Cisco Alert: Two critical vulnerabilities in FMC and SCC could provide root access and remote code execution

Cisco has published security updates to correct two maximum-gravity vulnerabilities in its Secure Firewall Management Center (FMC) software, the console that administrators use via web or SSH to manage firewalls, application policies, intrusion prevention, URL filtering and advanced malware protection. These are failures that can be used remotely and without authentication, so the priority of parking is high.

The first failure, identified as CVE-2026-20079, allows an attacker to circumvent authentication controls and get root access to the underlying operating system by handling HTTP requests. The second, CVE-2026-20131, is a remote code execution vulnerability that exploits the demerialization of Java objects on the web interface, allowing arbitrary code execution with root privileges. Both failures allow, in theory, an attacker to execute commands or scripts that would completely compromise the affected device.

In addition to affecting the Secure FMC on-premises software, the CVE-2026-20131 failure also impacts Cisco Security Cloud Control (SCC) Firewall Management, the cloud variant of policy management. Cisco has published the official solutions and recommendations in its security notices and, for now, its Product Security Incident Response Team (PSIRT) has found no evidence of active exploitation or public availability of concept tests. The technical information and mitigation instructions are available on the Cisco Notices page: list of publications and patches.

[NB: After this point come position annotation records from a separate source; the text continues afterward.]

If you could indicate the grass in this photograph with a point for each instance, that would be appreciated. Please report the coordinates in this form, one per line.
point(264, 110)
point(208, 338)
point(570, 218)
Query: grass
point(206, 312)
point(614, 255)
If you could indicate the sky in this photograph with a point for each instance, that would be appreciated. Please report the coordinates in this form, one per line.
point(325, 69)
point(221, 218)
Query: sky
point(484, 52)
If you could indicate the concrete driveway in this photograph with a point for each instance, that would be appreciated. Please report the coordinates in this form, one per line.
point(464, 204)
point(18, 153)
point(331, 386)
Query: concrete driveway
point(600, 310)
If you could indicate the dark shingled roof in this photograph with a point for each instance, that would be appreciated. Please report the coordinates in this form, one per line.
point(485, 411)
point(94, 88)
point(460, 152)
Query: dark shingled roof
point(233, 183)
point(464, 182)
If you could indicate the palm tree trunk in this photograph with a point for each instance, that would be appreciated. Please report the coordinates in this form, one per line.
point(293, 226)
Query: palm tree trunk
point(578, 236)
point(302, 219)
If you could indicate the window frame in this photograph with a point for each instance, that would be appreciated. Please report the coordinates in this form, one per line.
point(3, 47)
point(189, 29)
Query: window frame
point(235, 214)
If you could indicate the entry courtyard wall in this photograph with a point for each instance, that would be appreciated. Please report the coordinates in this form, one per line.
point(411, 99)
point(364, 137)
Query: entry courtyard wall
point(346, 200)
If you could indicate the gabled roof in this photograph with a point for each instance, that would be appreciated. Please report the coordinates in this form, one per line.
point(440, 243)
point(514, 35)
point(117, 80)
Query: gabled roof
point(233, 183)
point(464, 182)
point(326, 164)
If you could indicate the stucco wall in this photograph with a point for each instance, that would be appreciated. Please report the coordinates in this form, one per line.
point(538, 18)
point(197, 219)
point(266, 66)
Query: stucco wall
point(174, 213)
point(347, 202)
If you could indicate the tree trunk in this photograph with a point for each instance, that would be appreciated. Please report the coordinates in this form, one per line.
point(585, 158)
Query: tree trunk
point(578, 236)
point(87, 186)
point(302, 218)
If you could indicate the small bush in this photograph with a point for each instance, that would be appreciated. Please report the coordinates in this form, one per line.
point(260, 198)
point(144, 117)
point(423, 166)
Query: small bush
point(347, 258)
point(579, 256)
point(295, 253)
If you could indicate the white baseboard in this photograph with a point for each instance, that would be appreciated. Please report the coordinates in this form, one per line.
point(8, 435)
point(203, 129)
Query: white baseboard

This announcement comes in a context of continuous activity: Cisco has deployed patches for other vulnerabilities recently, and in previous months had already corrected maximum severity failures in different products, some of them exploited as zero-days. The frequency of these corrections recalls that teams that manage critical infrastructure must maintain very strict policies of patching and segmentation of access to management.

From the operational perspective, the first and most obvious measure is to apply the updates published by Cisco as soon as possible. If for operational reasons it cannot be updated immediately, it is recommended to restrict access to the FMC management interface only to reliable management networks, using access control lists, VPN tunnels and firewall rules that limit the origin of the connections. It is also appropriate to activate and review the detailed log of access and alerts to detect suspicious HTTP requests or deerialization attempts that may indicate exploitation.

Risk management does not end with the patch: it is appropriate to review credentials and keys used by the system, rotate them if there are doubts, and validate integrity of settings and backup before and after the update. For those who want to deepen good patch management and vulnerability response practices, reference documents such as the NIST patch management guide provide a solid framework: NIST SP 800-40r3.

If you need to check the technical detail of each failure, the CVE-associated inputs on public bases provide additional information and cross-references. Link to NVD tab for CVE-2026-20079: NVD - CVE-2026-20079 and for CVE-2026-20131: NVD - CVE-2026-20131.

In short, if your organization uses Secure FMC or SCC Firewall Management, make these updates an operational priority. Maintaining up-to-date devices, limiting access to management consoles and actively monitoring the environment significantly reduce the likelihood that a vulnerability will become a security gap with greater impact.